Tax Realities of Husband-and-Wife Sole Proprietorships
A married couple can jointly own and operate a business as a sole proprietorship, under certain conditions. For tax purposes, your spouse is allowed to work for your sole proprietorship without being classified as an employee or as a business partner.
This setup, sometimes called a husband/wife sole proprietorship, offers some benefits in the taxes you'll owe and the paperwork you need to keep. For one, allowing your spouse to work for you without classifying him or her as an employee frees you from having to pay payroll tax. That not only saves you money but, if you have no other employees, also allows you to avoid the time-consuming record keeping involved in being an employer. Similarly, by not classifying your spouse as a partner or an independent contractor, he or she won't have to pay self-employment taxes, and your business won't have to file a partnership tax return.
There's no official title for a person who works for a spouse's sole proprietorship. Just accept the IRS's good graces for allowing the informal status - and don't ask questions.

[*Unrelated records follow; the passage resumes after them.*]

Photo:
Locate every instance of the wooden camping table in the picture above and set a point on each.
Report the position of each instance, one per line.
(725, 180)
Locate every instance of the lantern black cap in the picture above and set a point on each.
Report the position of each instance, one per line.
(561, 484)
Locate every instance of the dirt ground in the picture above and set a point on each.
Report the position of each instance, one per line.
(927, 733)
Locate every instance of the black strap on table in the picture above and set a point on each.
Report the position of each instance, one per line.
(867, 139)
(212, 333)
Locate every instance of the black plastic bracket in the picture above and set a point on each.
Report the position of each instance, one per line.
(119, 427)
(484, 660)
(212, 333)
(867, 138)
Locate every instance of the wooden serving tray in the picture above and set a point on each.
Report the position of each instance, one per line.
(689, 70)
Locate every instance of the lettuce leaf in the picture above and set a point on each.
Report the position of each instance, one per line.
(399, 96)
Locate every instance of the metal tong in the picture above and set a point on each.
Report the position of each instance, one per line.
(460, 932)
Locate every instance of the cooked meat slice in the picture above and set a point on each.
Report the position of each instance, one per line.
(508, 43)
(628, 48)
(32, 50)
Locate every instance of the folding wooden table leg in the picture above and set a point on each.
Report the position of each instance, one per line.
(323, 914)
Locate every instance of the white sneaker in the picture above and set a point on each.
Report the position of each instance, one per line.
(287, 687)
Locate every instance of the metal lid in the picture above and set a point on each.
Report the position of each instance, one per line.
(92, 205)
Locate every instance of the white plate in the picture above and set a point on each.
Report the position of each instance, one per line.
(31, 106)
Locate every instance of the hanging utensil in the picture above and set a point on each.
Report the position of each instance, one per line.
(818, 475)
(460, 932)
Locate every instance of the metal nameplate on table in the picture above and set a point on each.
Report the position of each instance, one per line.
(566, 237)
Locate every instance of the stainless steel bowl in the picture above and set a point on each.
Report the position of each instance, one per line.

The IRS's special rule about husband/wife sole proprietorships is designed to give some leeway to a sole proprietor who's married, by allowing the sole proprietor's spouse to work for the business without triggering tax requirements that normally apply to employees or business partners. It's not intended for spouses who want to share business decision making equally. If you and your spouse want to be active partners in a co-owned business, create a partnership. If your spouse tries to squeak by as a nonclassified worker in a husband/wife sole proprietorship when you're really working together as a partnership, if you're audited, the IRS might decide for itself that you're a partnership - and sock the spouse with back self-employment taxes.